この過去5年間の平均(92,364件/年)を上回る数字となっており,近年の会社設立の活発化がうかがえます。
過去の設立件数と比較
株式会社の設立件数の推移を振り返ると,以下のような変化が見られます。
年度・時期 | 設立登記件数 |
---|---|
平成元年前後(バブル期) | 約6万件 |
平成14年 | 約1万5千件 |
令和5年(近年) | 10万件超 |
このデータから,現代は歴史上最も多く会社が設立されている時代と言えます。
会社設立が増えた理由
近年,会社設立のハードルが大幅に下がったことで,起業が容易になっています。
その要因として,次の2点が挙げられます。
- 資本金規制の撤廃
かつては株式会社設立に最低1,000万円の資本金が必要でしたが,現在は1円でも設立可能です。 - 設立登記の期間短縮
法務省が進める「ファストトラック化」(平成30年3月開始)により,設立登記の処理スピードが向上しました。
(参考:法務省「平成30年3月12日から,会社の設立登記のファストトラック化を開始します。」)
さらに,法務省では,定款認証手続きの簡略化も検討されています。
(参考:法務省「起業家の負担軽減に向けた定款認証の見直しに関する検討会」)
解散登記も増加—計画的な法人設立が重要
株式会社の設立が増えている一方で,解散登記の件数も令和4年度で2万件超となっています。

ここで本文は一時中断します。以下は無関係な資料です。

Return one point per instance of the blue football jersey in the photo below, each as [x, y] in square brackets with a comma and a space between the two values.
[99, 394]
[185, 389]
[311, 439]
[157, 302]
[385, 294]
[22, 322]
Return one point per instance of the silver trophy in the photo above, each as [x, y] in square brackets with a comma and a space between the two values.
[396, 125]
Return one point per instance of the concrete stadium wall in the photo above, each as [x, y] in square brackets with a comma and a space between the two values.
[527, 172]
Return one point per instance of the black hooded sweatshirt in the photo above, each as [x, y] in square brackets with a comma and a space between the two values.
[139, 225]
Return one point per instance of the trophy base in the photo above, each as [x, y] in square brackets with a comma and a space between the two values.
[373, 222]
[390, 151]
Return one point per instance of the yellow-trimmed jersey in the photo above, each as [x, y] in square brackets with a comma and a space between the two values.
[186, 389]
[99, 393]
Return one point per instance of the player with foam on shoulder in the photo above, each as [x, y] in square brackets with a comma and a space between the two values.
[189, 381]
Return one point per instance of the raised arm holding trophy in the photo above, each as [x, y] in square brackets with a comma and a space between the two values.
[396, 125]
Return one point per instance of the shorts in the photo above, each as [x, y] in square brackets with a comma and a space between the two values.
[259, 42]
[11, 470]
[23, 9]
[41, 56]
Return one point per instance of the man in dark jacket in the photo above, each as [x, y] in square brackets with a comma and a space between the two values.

(参考:e-stat「会社及び登記の種類別 会社の登記の件数」)
このことから,単に会社を設立することが簡単になっただけでなく,解散も増加傾向にあると言えます。
まとめ—計画的な法人設立を
今後,会社設立手続きがさらに簡便化することが期待されますが,重要なのは会社を継続して運営できるかどうかです。
会社を設立する際は,事業計画や資金繰りをしっかりと検討し,長期的に運営できる体制を整えることをおすすめします。